Strong and Gutman, both Northwestern University sophomores in the Weinberg College of Arts and Sciences, are the inspiration for the "morbid" and "tasteless" humor of "'Kyle'+ VLAD", a webcomic written and illustrated by Matt Shore of twinshore.com. A comic that doesn't shy away from asking its readers the age-old question, "What do you do with a 123lbs. dead sorority girl?"

"It was a true facebook romance," Strong says. He fiddles with the top of a coffee mug as he describes how Gutman went out of his way meet Strong after he discovering through the facebook.com that they shared a love of the obscure Lars von Trier film, "Dogville". "This oafish character yelled something like 'dogs feet' at me." Strong almost stares down Gutman before continuing, "I almost wet myself."

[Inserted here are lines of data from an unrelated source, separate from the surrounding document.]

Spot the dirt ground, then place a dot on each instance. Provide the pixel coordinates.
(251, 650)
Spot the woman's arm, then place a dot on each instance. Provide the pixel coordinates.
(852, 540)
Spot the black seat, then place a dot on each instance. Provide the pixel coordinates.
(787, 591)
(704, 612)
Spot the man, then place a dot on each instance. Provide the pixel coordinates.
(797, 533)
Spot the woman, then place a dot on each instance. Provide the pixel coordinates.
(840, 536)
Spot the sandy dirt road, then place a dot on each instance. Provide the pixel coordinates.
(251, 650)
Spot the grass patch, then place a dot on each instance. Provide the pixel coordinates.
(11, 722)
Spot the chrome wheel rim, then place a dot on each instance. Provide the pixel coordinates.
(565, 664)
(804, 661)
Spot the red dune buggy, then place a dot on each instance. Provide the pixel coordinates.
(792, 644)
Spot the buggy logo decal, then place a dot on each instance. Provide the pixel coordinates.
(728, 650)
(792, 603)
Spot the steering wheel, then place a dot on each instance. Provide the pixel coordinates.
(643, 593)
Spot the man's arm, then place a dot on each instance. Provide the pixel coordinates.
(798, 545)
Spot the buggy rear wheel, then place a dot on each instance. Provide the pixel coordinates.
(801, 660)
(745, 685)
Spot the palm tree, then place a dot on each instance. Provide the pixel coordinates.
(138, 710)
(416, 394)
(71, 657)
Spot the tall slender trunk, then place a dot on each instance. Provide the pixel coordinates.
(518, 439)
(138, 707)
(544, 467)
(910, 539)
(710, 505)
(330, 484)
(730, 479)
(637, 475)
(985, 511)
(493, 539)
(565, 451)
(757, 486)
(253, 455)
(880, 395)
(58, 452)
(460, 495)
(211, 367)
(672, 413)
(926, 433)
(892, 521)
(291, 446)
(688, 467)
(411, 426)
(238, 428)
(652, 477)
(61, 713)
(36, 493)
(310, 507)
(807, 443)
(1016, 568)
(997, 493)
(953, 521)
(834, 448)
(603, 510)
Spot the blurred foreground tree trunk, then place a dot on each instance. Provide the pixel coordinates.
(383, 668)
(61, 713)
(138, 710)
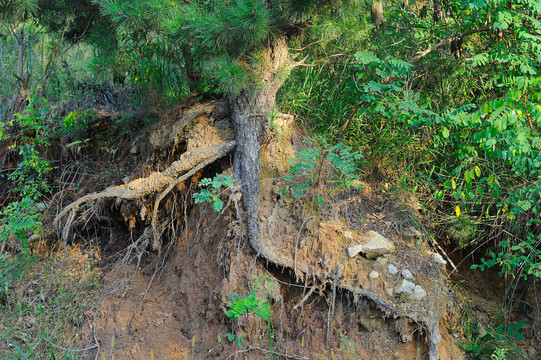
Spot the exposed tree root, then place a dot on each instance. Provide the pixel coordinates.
(432, 327)
(179, 171)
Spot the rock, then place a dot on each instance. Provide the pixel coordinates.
(382, 261)
(388, 289)
(411, 234)
(418, 293)
(405, 287)
(406, 274)
(439, 260)
(354, 250)
(377, 245)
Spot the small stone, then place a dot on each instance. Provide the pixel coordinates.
(439, 260)
(354, 250)
(406, 274)
(405, 287)
(376, 246)
(411, 234)
(418, 293)
(382, 261)
(388, 289)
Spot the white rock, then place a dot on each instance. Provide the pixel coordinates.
(406, 274)
(405, 287)
(382, 261)
(354, 250)
(411, 234)
(439, 260)
(418, 293)
(377, 245)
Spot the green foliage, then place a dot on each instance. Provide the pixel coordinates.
(308, 164)
(240, 305)
(45, 320)
(496, 342)
(262, 286)
(210, 194)
(28, 180)
(11, 269)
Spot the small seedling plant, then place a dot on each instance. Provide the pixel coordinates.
(210, 191)
(307, 166)
(240, 305)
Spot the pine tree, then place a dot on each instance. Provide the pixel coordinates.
(241, 48)
(74, 19)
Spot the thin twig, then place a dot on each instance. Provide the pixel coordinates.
(305, 297)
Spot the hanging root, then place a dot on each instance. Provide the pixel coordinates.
(179, 171)
(303, 270)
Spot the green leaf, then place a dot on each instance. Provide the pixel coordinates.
(445, 132)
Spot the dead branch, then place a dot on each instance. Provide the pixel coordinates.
(448, 41)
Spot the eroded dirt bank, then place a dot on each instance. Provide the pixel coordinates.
(178, 263)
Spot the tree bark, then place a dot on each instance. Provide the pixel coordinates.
(21, 78)
(377, 13)
(251, 110)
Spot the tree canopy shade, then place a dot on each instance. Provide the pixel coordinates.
(239, 48)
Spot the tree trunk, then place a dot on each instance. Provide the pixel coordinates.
(377, 13)
(437, 11)
(21, 78)
(251, 111)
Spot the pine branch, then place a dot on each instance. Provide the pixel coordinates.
(448, 41)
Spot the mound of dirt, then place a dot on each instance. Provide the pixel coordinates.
(323, 301)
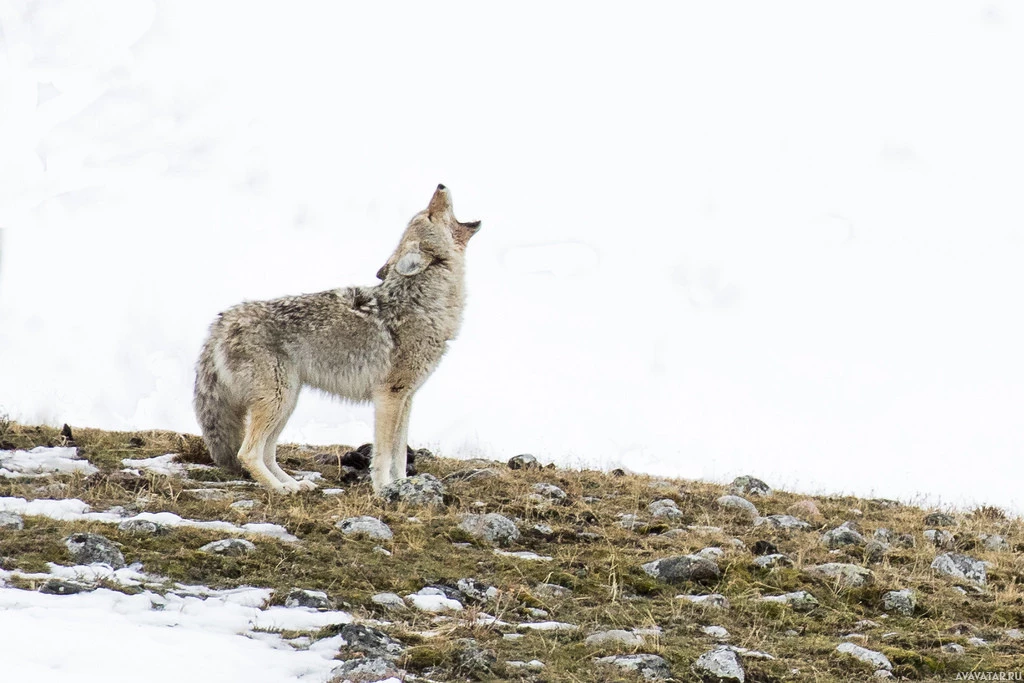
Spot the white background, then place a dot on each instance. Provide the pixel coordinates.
(718, 240)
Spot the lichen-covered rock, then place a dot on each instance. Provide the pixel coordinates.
(649, 667)
(229, 547)
(738, 505)
(422, 489)
(366, 525)
(848, 574)
(720, 664)
(524, 462)
(751, 486)
(900, 602)
(787, 522)
(876, 659)
(961, 566)
(801, 601)
(93, 548)
(684, 567)
(492, 527)
(299, 597)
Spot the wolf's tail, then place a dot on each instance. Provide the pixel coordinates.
(221, 419)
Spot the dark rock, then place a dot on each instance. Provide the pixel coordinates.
(90, 548)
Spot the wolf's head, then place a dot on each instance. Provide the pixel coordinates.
(433, 236)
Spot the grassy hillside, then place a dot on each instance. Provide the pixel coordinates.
(596, 551)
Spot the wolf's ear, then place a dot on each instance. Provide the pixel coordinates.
(411, 261)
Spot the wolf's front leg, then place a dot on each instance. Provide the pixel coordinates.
(387, 409)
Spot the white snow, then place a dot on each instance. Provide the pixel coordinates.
(73, 509)
(41, 461)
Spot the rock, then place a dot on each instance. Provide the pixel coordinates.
(549, 492)
(229, 547)
(65, 587)
(764, 548)
(842, 536)
(376, 669)
(367, 526)
(141, 526)
(492, 527)
(716, 600)
(801, 601)
(476, 591)
(422, 489)
(940, 538)
(471, 656)
(751, 485)
(876, 659)
(900, 602)
(650, 667)
(11, 520)
(990, 542)
(849, 574)
(738, 505)
(774, 560)
(299, 597)
(665, 509)
(370, 642)
(390, 601)
(615, 637)
(939, 519)
(551, 591)
(524, 462)
(716, 632)
(806, 509)
(961, 566)
(782, 521)
(720, 664)
(92, 548)
(684, 567)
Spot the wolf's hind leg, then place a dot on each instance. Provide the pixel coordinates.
(387, 408)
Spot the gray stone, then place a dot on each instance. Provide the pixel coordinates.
(665, 509)
(801, 601)
(11, 520)
(876, 659)
(389, 601)
(492, 527)
(738, 504)
(229, 547)
(961, 566)
(940, 538)
(421, 489)
(900, 602)
(366, 525)
(650, 667)
(781, 521)
(549, 492)
(91, 548)
(751, 485)
(141, 526)
(684, 567)
(299, 597)
(720, 664)
(842, 536)
(939, 519)
(716, 600)
(773, 560)
(65, 587)
(615, 637)
(524, 462)
(848, 574)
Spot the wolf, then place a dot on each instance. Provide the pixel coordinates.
(375, 344)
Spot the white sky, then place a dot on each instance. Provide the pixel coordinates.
(717, 240)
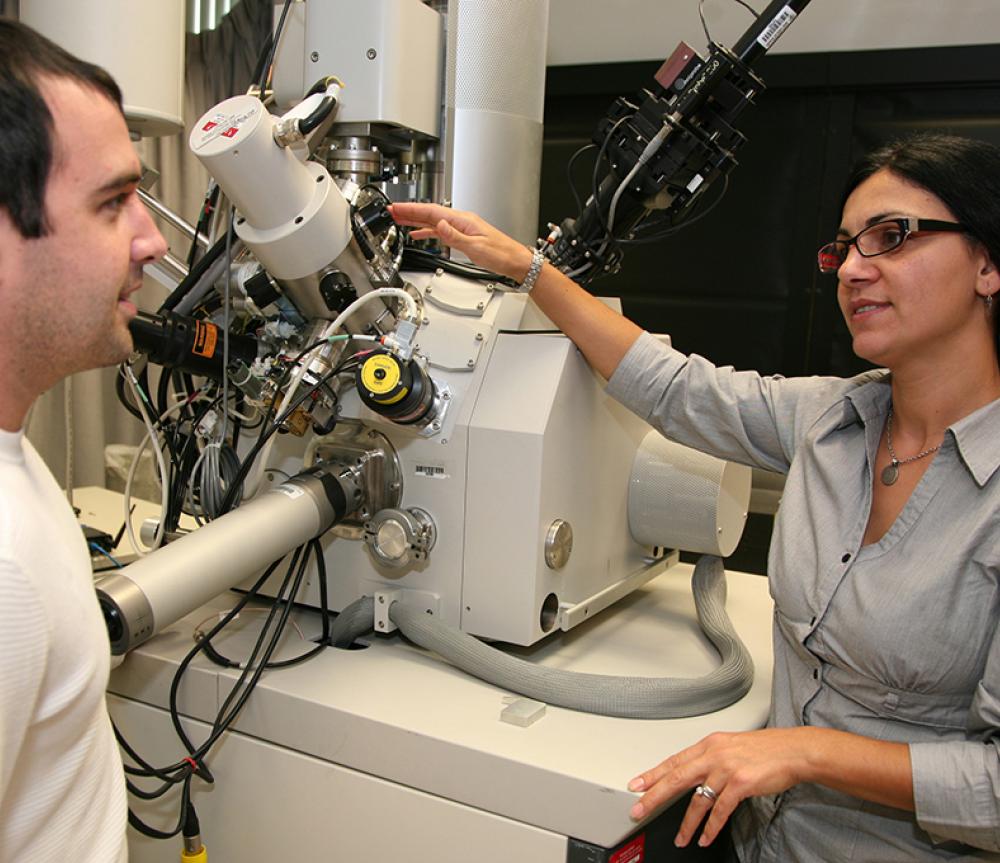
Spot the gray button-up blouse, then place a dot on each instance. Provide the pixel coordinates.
(896, 640)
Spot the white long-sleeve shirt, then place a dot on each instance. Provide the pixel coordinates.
(62, 790)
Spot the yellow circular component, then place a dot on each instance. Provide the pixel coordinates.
(380, 374)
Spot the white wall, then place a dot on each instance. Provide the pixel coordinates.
(611, 31)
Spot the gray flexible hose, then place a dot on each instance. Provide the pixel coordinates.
(353, 622)
(628, 697)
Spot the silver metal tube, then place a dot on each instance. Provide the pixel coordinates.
(171, 218)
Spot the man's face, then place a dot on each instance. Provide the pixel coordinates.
(67, 292)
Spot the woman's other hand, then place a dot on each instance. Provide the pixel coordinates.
(469, 234)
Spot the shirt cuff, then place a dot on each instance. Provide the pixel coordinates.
(954, 791)
(649, 357)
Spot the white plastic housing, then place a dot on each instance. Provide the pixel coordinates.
(388, 53)
(495, 97)
(140, 44)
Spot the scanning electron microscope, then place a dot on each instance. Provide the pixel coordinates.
(432, 460)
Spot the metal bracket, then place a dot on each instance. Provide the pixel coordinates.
(384, 599)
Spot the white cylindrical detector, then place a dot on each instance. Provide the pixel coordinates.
(681, 498)
(140, 44)
(290, 214)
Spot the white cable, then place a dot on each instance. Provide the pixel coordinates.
(151, 435)
(647, 154)
(161, 466)
(68, 412)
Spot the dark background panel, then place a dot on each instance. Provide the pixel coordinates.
(740, 286)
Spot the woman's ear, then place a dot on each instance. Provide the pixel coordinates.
(988, 282)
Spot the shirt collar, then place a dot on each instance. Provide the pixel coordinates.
(975, 435)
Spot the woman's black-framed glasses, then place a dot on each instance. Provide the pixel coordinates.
(878, 239)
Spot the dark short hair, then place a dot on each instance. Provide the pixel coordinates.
(964, 173)
(26, 125)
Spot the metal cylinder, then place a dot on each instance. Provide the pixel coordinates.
(159, 589)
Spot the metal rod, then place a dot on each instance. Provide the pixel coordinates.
(172, 218)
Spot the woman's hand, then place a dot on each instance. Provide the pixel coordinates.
(770, 761)
(483, 244)
(733, 766)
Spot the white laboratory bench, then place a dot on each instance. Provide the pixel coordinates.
(388, 753)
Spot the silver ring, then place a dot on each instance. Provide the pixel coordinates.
(705, 791)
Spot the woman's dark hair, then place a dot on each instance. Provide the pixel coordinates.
(963, 172)
(26, 127)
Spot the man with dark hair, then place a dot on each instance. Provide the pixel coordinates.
(73, 241)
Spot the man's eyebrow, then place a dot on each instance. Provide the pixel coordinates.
(121, 181)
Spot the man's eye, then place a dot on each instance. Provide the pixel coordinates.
(117, 202)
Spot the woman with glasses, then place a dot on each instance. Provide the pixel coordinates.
(884, 564)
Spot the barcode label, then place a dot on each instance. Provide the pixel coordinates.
(429, 470)
(773, 30)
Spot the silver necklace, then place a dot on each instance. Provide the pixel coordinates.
(890, 473)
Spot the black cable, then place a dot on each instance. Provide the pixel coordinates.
(123, 395)
(266, 68)
(314, 549)
(704, 25)
(187, 766)
(422, 260)
(269, 428)
(569, 174)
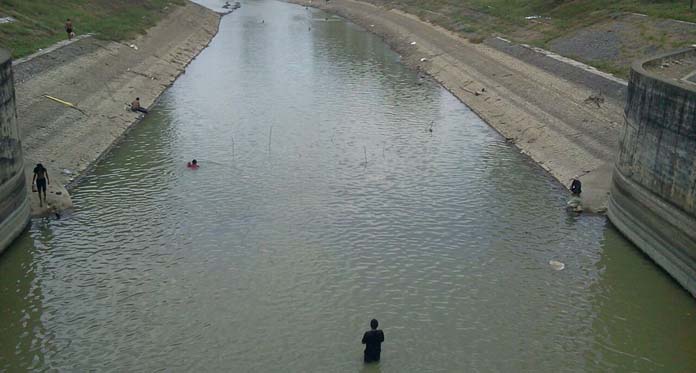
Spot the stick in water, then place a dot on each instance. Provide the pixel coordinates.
(365, 152)
(270, 133)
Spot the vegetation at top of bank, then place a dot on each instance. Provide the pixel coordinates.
(543, 22)
(40, 23)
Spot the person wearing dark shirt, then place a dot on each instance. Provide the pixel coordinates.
(68, 29)
(41, 179)
(372, 340)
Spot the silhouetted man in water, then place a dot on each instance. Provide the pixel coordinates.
(372, 340)
(41, 179)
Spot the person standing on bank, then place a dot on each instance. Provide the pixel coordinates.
(68, 29)
(41, 180)
(372, 339)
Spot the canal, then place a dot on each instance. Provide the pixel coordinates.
(322, 201)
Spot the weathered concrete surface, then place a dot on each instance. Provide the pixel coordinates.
(545, 115)
(653, 200)
(14, 206)
(100, 77)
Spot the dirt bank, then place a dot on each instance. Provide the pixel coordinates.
(100, 77)
(544, 115)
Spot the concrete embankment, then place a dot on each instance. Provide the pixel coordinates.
(653, 198)
(545, 115)
(100, 78)
(14, 205)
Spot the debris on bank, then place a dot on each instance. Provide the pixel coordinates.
(230, 7)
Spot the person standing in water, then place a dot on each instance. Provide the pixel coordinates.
(41, 180)
(372, 339)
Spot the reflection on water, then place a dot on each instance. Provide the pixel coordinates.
(322, 201)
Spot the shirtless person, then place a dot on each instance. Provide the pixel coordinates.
(41, 180)
(68, 28)
(372, 340)
(135, 106)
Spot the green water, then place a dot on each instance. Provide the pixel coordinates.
(323, 201)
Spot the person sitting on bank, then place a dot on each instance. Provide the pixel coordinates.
(41, 180)
(135, 106)
(372, 340)
(576, 187)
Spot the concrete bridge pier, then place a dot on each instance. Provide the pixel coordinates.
(14, 203)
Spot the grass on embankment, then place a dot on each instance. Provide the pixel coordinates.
(40, 23)
(478, 19)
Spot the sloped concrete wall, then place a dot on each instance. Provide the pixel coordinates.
(14, 204)
(653, 197)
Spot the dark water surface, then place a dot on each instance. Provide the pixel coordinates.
(276, 253)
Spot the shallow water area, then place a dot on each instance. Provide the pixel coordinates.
(324, 200)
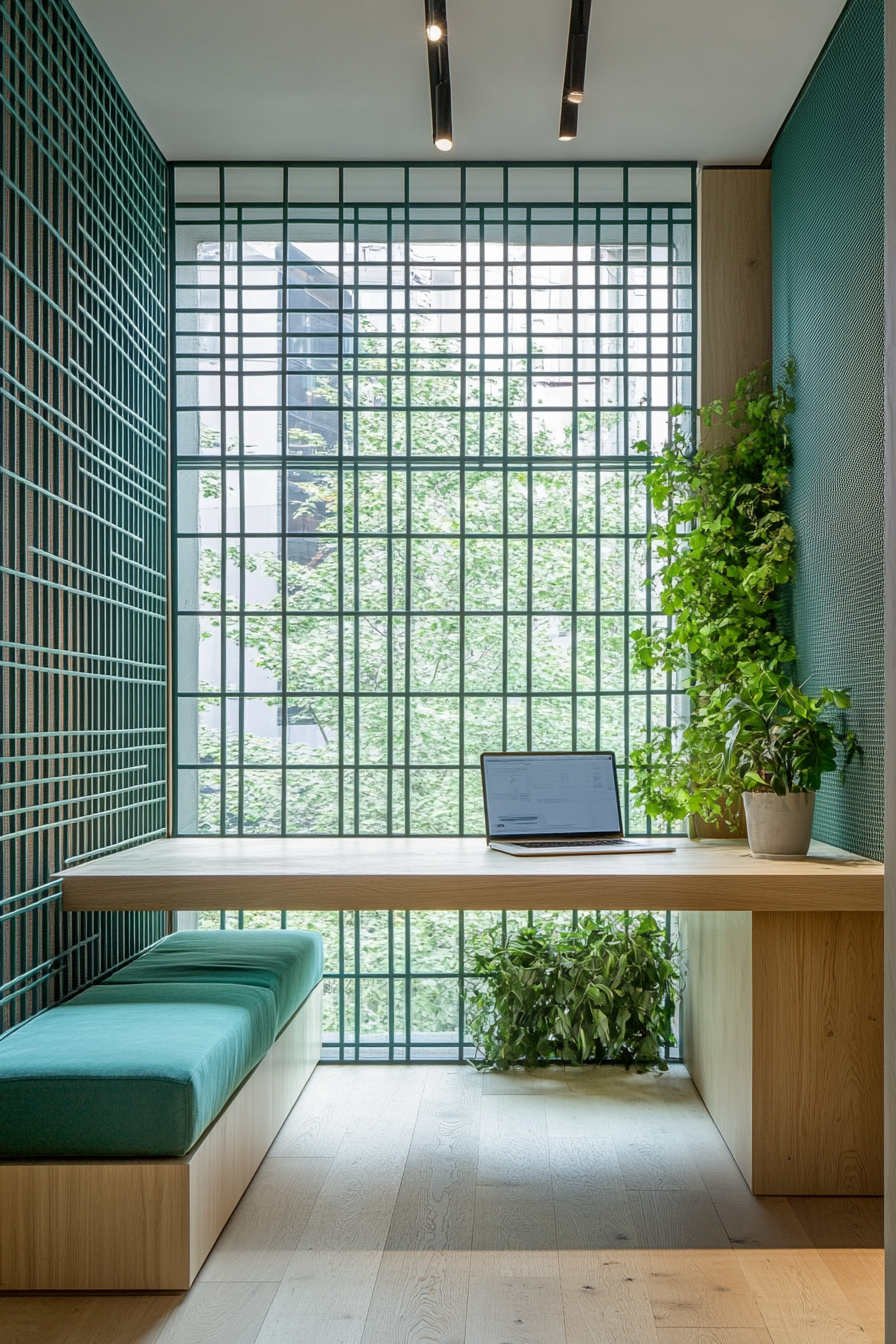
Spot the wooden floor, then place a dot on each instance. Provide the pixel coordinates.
(411, 1204)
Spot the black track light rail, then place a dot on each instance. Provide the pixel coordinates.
(574, 73)
(439, 74)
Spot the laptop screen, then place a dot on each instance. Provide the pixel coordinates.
(551, 793)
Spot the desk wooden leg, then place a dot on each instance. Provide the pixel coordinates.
(783, 1038)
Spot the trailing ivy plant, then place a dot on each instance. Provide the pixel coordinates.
(724, 544)
(603, 991)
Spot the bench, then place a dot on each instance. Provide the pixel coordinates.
(133, 1116)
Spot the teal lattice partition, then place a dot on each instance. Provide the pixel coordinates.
(82, 479)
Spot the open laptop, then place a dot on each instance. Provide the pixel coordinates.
(555, 803)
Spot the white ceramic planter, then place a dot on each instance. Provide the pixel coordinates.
(779, 828)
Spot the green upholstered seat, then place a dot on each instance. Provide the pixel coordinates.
(286, 961)
(129, 1070)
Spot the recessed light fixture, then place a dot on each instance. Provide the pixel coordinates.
(574, 73)
(439, 77)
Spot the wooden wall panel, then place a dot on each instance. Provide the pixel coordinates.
(718, 1022)
(818, 1051)
(734, 282)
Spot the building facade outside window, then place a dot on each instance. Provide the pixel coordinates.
(410, 510)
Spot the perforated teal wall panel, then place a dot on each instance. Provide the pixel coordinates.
(828, 221)
(82, 499)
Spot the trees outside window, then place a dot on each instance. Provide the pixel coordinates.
(411, 523)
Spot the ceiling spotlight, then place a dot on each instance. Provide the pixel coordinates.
(568, 120)
(576, 50)
(439, 78)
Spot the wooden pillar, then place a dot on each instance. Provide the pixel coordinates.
(783, 1039)
(734, 277)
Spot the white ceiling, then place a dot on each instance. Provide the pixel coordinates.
(705, 79)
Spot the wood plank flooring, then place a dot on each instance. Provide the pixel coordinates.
(431, 1204)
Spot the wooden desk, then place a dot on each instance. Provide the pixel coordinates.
(783, 1008)
(417, 874)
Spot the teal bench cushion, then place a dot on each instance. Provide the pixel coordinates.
(286, 961)
(129, 1070)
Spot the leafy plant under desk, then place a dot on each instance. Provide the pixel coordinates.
(605, 991)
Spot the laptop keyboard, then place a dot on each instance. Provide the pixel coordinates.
(567, 844)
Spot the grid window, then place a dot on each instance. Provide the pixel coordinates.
(411, 523)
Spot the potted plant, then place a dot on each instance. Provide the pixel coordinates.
(778, 743)
(724, 544)
(602, 991)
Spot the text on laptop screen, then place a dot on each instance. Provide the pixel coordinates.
(551, 794)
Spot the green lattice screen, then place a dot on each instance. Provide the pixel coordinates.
(828, 211)
(82, 571)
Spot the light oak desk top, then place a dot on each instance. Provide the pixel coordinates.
(461, 874)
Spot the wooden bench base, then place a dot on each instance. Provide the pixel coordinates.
(148, 1225)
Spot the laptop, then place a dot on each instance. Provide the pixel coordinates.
(539, 804)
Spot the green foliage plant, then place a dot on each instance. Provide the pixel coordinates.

It's either late Thursday night or early Friday morning, Strong and Gutman are in their dorm room on the third floor of Chapin Hall, reclining in office chairs they foraged out of a dumpster. The chairs are located in a workspace adjacent to a tent like structure adorned with pastel colored pillows that has been called at one time or another "The Cucumber Lounge", "The Opium Den", and "Sex-Fort". The dorm room walls are lined with posters that attempt to look iconoclastic. Gutman is wearing a yellow t-shirt and khaki colored women's sweatpants. Strong is in a grey hooded sweatshirt and what appear to be designer jeans.

"I'd describe Vlad as blatantly homicidal," said Matt Shore writer and illustrator of "'Kyle'+ VLAD". "And I'd describe Kyle as latently heterosexual."

Strong is double majoring in art history and English, and Gutman in political science and communications. But the two are either well versed in everything, or just good at faking it.

The conversation is kinetic; Gutman and Strong can't stick to one subject, and nothing is sacred. Before the night has ended the two will have gone to great lengths to offend court stenographers, homosexuals, migrant farmers, folk singers from Alabama, their girlfriends, and perhaps even each other. Gutman laughing at his own jokes. Strong keeping his delivery deadpan.

"We're both pretentious art house type people," Gutman said drinking Fiji Water out of a paper cup. Between jokes, the two eye each other almost awkwardly through their glasses.

"I like colors," Strong says "...and words."

"And I like the sound of my own voice," Gutman replies.